Production Sharing Contract (PSC)
Widely used in Southeast Asia, Africa, and parts of the Middle East. The contractor recovers costs and the remaining production is split between the contractor and the host government according to a sharing formula. The platform supports both fixed and sliding-scale sharing mechanisms.
Service Contract
Used in some Middle Eastern and Latin American jurisdictions. The contractor receives a fee for services rather than owning the production. The platform models both pure service contracts and risk service contracts.
Within each regime type, the platform supports configurable parameters including royalty rates, cost recovery limits, depreciation methods, ring-fencing provisions, investment credits, and domestic market obligations.
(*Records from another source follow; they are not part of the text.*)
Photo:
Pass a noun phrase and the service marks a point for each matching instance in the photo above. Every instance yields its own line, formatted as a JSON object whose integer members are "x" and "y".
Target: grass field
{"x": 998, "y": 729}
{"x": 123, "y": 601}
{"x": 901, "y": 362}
The fiscal regime configuration is fully integrated with the Monte Carlo simulation engine, enabling users to assess how fiscal terms interact with commodity price uncertainty and project profitability.
8. LNG Value Chain
For gas-focused developments, the economic analysis extends beyond the wellhead to encompass the full LNG value chain. Oil and Gas PDT's LNG module models each link in the chain to produce an integrated economic evaluation.
Liquefaction
Capacity-based cost estimation for standard liquefaction technologies and FLNG vessels, with regional and technology-specific adjustments.
Shipping
Shipping costs modelled based on vessel charter rates, voyage duration, and port charges. Supports both owned-vessel and time-charter economic models.
Regasification
Regasification costs modelled on a throughput basis, including both onshore terminals and floating storage and regasification units (FSRUs).
Pricing Models
The platform supports multiple LNG pricing structures:
The LNG module integrates with the Monte Carlo simulation engine, allowing users to model uncertainty across the full value chain. Outputs include LNG-specific metrics such as unit cost of liquefaction, breakeven LNG price, and netback value at the wellhead, alongside standard NPV, IRR, and payback indicators.